When we asked the respondents whether they planned to vote “leave” or “remain” on 23rd June, 40% of respondents said that they would vote to remain a member of the EU, 46% said that they would vote for a Brexit with 14% still undecided at this stage.

It’s clear from the results that younger voters are keen to stay in the EU with older age groups more interested in leaving. Over half of the 25-34 year olds polled said that they would like to remain in the EU and 25% said that they would like to leave. This age group is also the most undecided with 17% saying that they don’t know which way to vote. Over half (56%) of 45+ year olds want to leave with 60% of 65+yr olds opting to exit the EU verses 29% opting to stay put.

Regionally, the capital is keen to stay in the EU with 49% voting to remain and 40% voting to leave. Those in the East of England are interested in leaving with 57% of people opting to Brexit. Scotland is pro remain with 58% against 34% to leave and Wales is also looking like they will vote to remain with 41% agreeing to stay, however, it is close, with 39% saying that they’d like to leave the EU.

It is becoming more and more apparent that this Referendum will go down to the wire and with 15 days to go looks like it could be one of the closest votes in recent times. It’s likely it will be influenced by two factors…

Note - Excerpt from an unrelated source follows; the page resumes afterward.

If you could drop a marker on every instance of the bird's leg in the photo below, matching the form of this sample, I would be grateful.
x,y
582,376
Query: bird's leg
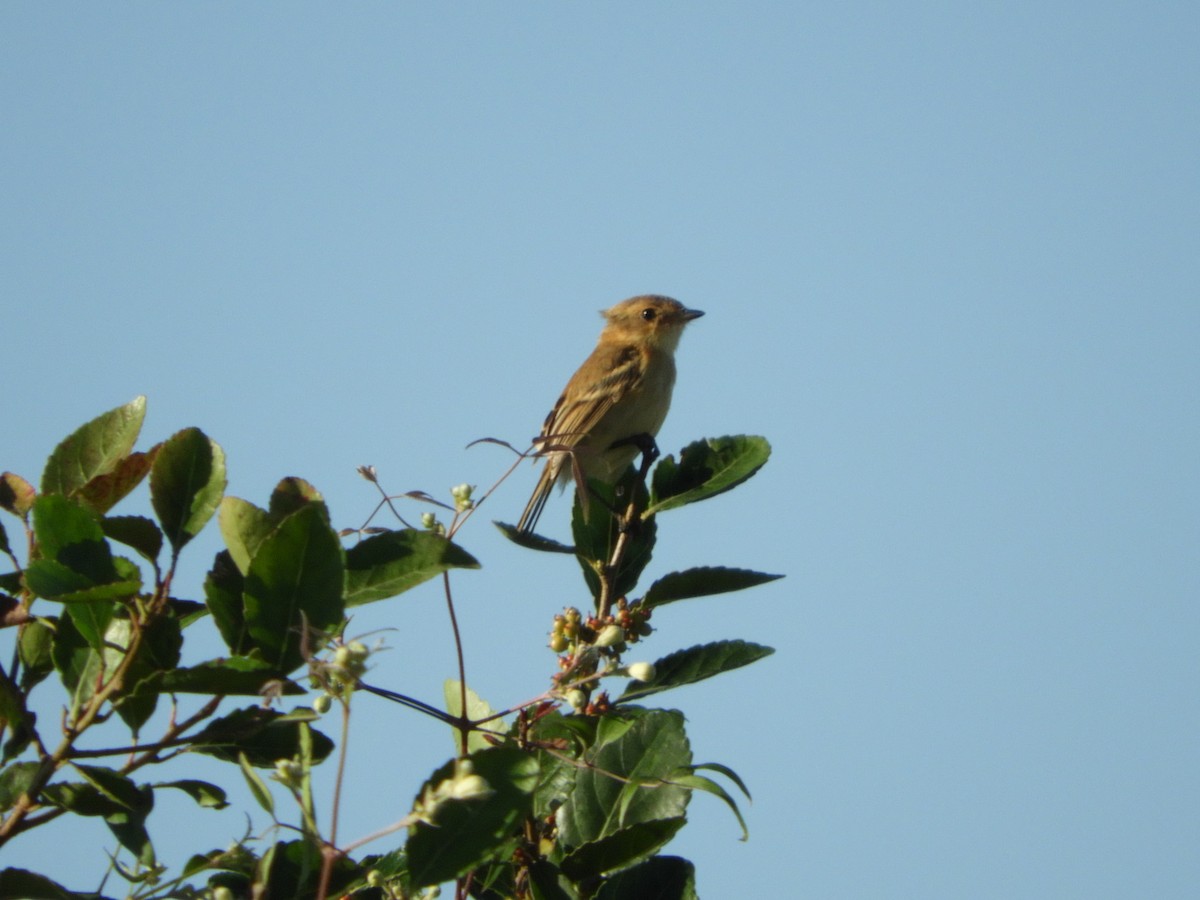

Who will go out to vote on the day?

Historically the older generations are more likely to vote, however, there is a big campaign to get the younger generations out to the polling stations. In the last month 1.65million people have registered to vote with 226,000 on Monday this week and 525,000 yesterday. As I write, Downing Street is considering granting extra time to register to vote after the registration website crashed last night due to ‘unprecedented demand’. Of the 525,000 who registered yesterday, 302,000 were under 35. It looks like the EU Referendum is capturing the attention of the younger voters. According to our, and other, polls this could make all the difference.

How the ‘Undecided’s’ will vote

With over 1 in 10 agreeing that they are still undecided this group could be all the difference to sway the vote either way.